Texarkana recorded 52 days that summer when the temperature was 100 degrees or higher, according to National Weather Service records. The intense heat and drought, followed by winds from Tropical Storm Lee in the Gulf of Mexico, created optimal conditions for a wildfire such as the Bear Creek Fire.

But such extreme conditions are not necessary for a grass or brush fire to ignite. Lightning, carelessness with fire sources such as cigarette butts, and sparks from passing trains or autos can start wildfires anywhere vegetation has grown and dried. And even after recent rain, plants can dry out very quickly, Black said.

Cooling temperatures as fall approaches do not lessen wildfire risk.
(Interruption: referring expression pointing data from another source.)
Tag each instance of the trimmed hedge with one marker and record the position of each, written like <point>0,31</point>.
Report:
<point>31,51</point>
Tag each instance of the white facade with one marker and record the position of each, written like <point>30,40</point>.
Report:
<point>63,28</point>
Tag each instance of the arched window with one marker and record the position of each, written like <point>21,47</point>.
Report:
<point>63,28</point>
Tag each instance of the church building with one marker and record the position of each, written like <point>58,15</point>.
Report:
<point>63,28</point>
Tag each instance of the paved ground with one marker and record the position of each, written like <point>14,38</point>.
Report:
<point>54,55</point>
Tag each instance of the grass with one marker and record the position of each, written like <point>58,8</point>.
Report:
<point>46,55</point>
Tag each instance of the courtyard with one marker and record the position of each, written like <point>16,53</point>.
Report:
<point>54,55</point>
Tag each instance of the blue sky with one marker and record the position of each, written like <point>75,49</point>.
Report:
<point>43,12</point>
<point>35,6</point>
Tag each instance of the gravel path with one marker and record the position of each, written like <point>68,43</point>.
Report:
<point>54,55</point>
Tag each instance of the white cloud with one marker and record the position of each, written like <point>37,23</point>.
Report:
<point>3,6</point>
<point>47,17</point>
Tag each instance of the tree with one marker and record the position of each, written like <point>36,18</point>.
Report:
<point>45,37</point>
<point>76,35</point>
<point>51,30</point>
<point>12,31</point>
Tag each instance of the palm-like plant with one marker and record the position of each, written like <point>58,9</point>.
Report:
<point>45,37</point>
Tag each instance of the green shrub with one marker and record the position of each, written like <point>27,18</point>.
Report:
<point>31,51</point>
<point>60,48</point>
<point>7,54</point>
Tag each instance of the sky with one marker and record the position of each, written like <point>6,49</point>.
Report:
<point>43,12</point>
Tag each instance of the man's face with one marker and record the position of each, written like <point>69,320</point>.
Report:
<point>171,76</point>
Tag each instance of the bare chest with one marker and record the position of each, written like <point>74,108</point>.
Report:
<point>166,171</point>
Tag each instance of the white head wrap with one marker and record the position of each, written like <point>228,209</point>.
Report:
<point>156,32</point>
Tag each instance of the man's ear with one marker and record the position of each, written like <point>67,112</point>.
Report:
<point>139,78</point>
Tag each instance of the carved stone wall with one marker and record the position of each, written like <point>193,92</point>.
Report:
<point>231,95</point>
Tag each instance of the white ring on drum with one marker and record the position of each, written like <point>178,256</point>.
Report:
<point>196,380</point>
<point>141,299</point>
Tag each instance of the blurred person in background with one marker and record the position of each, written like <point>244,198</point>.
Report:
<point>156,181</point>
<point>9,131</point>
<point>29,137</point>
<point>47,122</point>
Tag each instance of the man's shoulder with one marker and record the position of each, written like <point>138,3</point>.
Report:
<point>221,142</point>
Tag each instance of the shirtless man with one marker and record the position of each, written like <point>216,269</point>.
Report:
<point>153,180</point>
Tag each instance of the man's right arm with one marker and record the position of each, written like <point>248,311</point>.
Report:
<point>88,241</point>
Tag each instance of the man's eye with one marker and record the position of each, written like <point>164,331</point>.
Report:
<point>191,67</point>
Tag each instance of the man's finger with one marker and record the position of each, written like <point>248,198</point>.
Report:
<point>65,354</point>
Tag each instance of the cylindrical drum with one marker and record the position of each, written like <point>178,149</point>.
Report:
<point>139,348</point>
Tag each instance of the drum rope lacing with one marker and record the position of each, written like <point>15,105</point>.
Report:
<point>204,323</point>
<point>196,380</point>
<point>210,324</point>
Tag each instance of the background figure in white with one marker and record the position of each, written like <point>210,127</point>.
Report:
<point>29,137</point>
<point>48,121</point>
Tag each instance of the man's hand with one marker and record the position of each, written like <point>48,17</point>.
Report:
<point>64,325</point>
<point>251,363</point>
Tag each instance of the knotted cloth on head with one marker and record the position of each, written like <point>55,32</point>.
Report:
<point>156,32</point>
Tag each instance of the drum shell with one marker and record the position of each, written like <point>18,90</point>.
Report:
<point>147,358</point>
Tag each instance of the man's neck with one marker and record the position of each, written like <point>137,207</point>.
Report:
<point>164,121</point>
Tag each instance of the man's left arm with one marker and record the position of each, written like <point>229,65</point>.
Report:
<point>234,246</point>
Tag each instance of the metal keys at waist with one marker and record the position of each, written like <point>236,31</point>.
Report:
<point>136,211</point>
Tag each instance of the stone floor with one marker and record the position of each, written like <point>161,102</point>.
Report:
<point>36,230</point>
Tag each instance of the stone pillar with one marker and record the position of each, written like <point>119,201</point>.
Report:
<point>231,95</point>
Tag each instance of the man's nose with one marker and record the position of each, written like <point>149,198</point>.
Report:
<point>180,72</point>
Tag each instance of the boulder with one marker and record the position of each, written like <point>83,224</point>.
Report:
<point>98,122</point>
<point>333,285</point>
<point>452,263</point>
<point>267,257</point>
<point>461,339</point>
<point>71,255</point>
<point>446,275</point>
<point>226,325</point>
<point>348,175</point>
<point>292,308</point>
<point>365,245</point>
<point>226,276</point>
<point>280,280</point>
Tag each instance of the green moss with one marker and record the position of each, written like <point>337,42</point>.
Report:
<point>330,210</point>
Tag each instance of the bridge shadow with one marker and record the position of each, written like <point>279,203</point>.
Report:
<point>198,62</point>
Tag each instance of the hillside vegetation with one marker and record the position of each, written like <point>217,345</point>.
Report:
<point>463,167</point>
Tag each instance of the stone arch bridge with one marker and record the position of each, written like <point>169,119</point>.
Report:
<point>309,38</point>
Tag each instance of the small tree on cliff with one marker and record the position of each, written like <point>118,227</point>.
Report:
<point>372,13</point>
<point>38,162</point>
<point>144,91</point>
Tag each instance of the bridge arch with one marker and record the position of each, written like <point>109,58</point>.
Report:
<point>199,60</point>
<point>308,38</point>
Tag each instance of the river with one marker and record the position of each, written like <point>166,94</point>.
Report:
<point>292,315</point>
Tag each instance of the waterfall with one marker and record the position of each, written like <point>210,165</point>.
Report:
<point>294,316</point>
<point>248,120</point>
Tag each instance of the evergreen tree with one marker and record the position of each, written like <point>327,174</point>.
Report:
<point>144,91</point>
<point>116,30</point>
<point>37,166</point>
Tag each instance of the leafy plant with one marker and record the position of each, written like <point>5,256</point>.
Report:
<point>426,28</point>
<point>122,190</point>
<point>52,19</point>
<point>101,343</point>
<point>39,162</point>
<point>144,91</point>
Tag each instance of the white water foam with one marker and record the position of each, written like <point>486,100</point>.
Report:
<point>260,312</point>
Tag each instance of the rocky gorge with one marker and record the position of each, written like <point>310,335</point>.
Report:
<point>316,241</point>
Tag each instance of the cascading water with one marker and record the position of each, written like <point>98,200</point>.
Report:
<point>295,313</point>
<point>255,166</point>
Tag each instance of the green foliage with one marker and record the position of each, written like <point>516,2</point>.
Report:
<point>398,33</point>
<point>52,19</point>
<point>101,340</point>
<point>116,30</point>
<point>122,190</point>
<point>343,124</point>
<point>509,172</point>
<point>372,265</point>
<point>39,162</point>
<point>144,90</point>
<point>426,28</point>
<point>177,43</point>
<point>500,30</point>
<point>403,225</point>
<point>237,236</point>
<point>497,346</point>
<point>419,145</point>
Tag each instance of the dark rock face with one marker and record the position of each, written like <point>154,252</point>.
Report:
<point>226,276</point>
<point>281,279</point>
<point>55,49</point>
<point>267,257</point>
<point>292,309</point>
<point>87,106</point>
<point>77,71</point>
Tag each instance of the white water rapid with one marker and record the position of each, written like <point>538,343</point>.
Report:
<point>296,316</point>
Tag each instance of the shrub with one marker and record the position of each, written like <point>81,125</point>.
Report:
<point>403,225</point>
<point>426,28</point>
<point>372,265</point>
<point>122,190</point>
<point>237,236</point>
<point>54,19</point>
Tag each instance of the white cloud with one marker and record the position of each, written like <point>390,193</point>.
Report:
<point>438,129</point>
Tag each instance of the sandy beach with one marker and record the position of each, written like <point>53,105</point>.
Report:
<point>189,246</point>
In fact, Black said, as vegetation that has flourished during the summer dies off in the fall, more dry fuel becomes available for fires.

Both Texarkanas’ fire departments are ready to pitch in should they be needed to battle a wildfire in the area, starting with the necessary equipment.

On Tuesday, the Arkansas-side Board of Directors approved purchase of a new brush truck that will replace an older model in TAFD’s fleet of three. TTFD has two brush trucks in service, as well.

Brush trucks carry hundreds of gallons of water and are built to travel off-road to reach fires in wildland settings. Each is equipped with specialty hoses and hand tools such as rakes and hoes used in fighting wildfires. TAFD’s new brush truck will have four-wheel drive and give firefighters the ability to spray fires with water without leaving the truck’s cab, Wall said.

Both departments’ firefighters also have personal gear specialized for battling wildfires: thinner, cooler fire-resistant clothing, heavier boots and helmets similar to construction hard hats. TTFD firefighters also have personal deployment shelters, which resemble silver sleeping bags and protect their lives in extreme emergencies when they are overwhelmed by fast-moving fire.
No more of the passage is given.